I shoot the Equalizer and LOVE it!!! I can now shoot on a much more competitive level than before! I have a 25.5 inch draw and pulling 46 pounds!


----------



## Baby Bow (Jan 10, 2006)

I shoot the Equalizer now to. No more Baby Bow for me. I love it. She's fast and smooth. I've got a 25 inch draw and shooting 40 pounds until I get a little stronger. I was stooting 36 pounds with my old bow. I could not be happier with this bow. I'm shooting the Equalizer as my 3D and hunting bow. I have a Hoyt Pro Elite on order for spots. I think the Equalizer would be a good spot bow to. I may not have ordered two had I have know how much I was going to love my Equalizer. I know I will be happy with bow though.


----------



## irefuse (Jan 5, 2006)

Awesome... good to hear! Thanks for the responses!


----------



## 3D Princess (Apr 3, 2006)

No problem!!!! That is what we are here for!


----------



## Baby Bow (Jan 10, 2006)

What do you ladies have for a bow case for your Equalizers. The case I have wont work for mine and I need to get a new case. I am hoping when my Pro Elite comes in that that one will fit so I don't have to get two new cases.


----------



## absolutecool (Mar 26, 2006)

*new bow*

I have an Allegiance and love it, my hubby got it for me for Christmas so it was a suprise.
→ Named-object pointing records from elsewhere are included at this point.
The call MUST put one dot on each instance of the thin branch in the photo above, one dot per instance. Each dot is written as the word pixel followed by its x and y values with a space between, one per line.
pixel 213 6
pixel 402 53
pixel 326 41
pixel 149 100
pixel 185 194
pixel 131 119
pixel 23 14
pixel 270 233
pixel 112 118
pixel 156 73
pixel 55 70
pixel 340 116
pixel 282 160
I have a 26.5 draw and shoot about 38 pounds and am getting about 260 fps. It isn't the Equalizer but it may be something to compare to. I shot my best score ever last Sunday, an even 250, I was pretty proud!!


----------



## 3D Princess (Apr 3, 2006)

Baby Bow said:


> What do you ladies have for a bow case for your Equalizers. The case I have wont work for mine and I need to get a new case. I am hoping when my Pro Elite comes in that that one will fit so I don't have to get two new cases.



It says "SE 44" on the case I am not sure if that is the brand or not, it was won at a bow shoot.


----------